Mark Humphries, Wilfrid Laurier University
Henry Snow, Colby College
Joshua Sternfeld, independent scholar
Session Abstract
Given these rapid developments, how might artificial intelligence change records management, archival research, and the future of historical scholarship and education? A recent History Lab in AHR 128, no. 3, explored AI, prompting R. Darrell Meadows and Joshua Sternfeld to offer a challenge to professionals: “To ponder the effects of artificial intelligence on the field of history quite often requires interrogating fundamental concepts such as truth, evidence, and authenticity.” This panel seeks to contribute to the conversations started in the AHR’s “Artificial Intelligence and the Practice of History” and address new developments since its publication.
In these early days, historians, archivists, and teachers have yet to form a collective response to these new uses. This panel seeks to offer a forum for continuing the discussions started previously in the journal and to offer the discipline ideas for how to handle the new terrain that has and will continue to emerge. The algorithmic turn in the humanities offers exciting promises but comes bundled with worrying perils that require analysis and open communication.
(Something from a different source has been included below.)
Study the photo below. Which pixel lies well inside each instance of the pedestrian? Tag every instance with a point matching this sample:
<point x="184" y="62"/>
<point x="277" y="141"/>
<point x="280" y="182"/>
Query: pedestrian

This panel will take a roundtable format with brief remarks by each contributor, followed by an open discussion with the audience. Panelists will explore AI from a myriad of approaches. Mark Humphries will articulate how archives might best use the technology to speed up digitization and open access to more users. Chris Deutsch will raise concerns about the environmental impacts of the technology since the server banks have to go somewhere. Drawing upon precedents in labor history, Henry Snow will propose a call for collective action that counters the narrative of inevitable progress employed by the commercial sector. Josh Sternfeld will discuss the need for “history red-teaming,” a systemic approach to addressing the historiographic and evidentiary reliability of large language models (LLMs) such as ChatGPT.
The panelists’ remarks, each in their own way, will confront the underlying question that accompanies changes in the discipline raised by new AI tools and systems: Are the traditional methodologies and theories of the dual disciplines of history and archival science on the verge of radical transformation, or will certain principles prove more enduring than ever? In what ways can the fields proactively contribute to technological developments ensuring proper preservation of and access to the historical record and historiography grounded in rigorous epistemological standards? To what extent should historians and archivists understand the complex functions of AI systems?